Just thought people might be interested to learn about this.
Once again, working on the SNES MIDI Remaster Project has required some extreme creativity. My more recent development for handling percussion requires tons of manual work by converting each individual percussion instrument in the song I'm working on into a text file. Any file with more than one note value per percussion (ie, 4 different notes all supposed to be playing a snare) needs to be modified to use a single note instead (so the snare would still be the instrument played, rather than jumping around the percussion kit). Then I find which note I want to use as a base note, and search/replace all other note values to match. Along with that, I need to also modify any pitch bend values that might be present to match the new offset created by changing the played note value, as well as add in pitch bends if they are not already present between the different note values.

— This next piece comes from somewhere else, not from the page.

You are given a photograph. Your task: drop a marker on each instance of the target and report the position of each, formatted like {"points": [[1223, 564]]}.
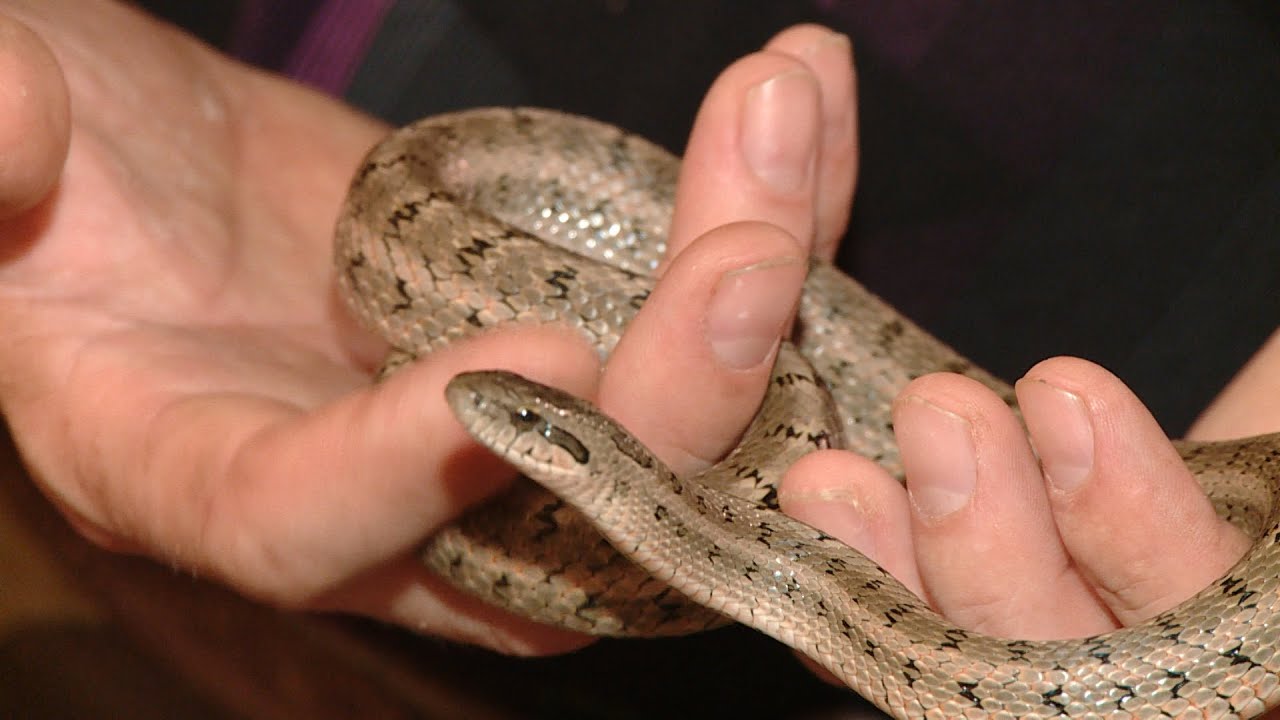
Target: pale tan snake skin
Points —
{"points": [[437, 242]]}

If I've done everything correctly, when I'm done the final file will very closely replicate the notes produced by the SNES, but played back within the MIDI confines that percussion is restricted by.
Very tedious, but with amazing results. My previously released Axelay soundtrack took 4-1/2 months for me to complete using my old, less-than-desirable percussion handling. It then took another 7 weeks recently to completely update it using my new percussion technique.
Continuing at this pace will mean than I will be 647 years old by the time I'm completely done with the soundtracks I wish to complete.
So my current task I have given myself is to add functionality in to MIDI-MIS that can automate much of this tedium, making many parts of my new technique nearly instantaneous.
It's working! I still have to add in modification of the pitch bend range (if required). I have the code to calculate the new bend range, it just needs to be written to the final file. I also have a few other odds and ends that I need to test and make sure work properly (percussion across multiple tracks/channels). Err, and make it work for percussion, which should just require copy/pasting my new code in the appropriate places in the editor source code.
I'm attaching the original test midi file and the modified "single note value plus pitch bends" file. Have a listen. I exported both as mp3 and then inverted one and mixed them in Audacity, with a final mix file of nearly silent, meaning aside from very minor variations caused by the two different playback methods, the files are essentially sonicly identical.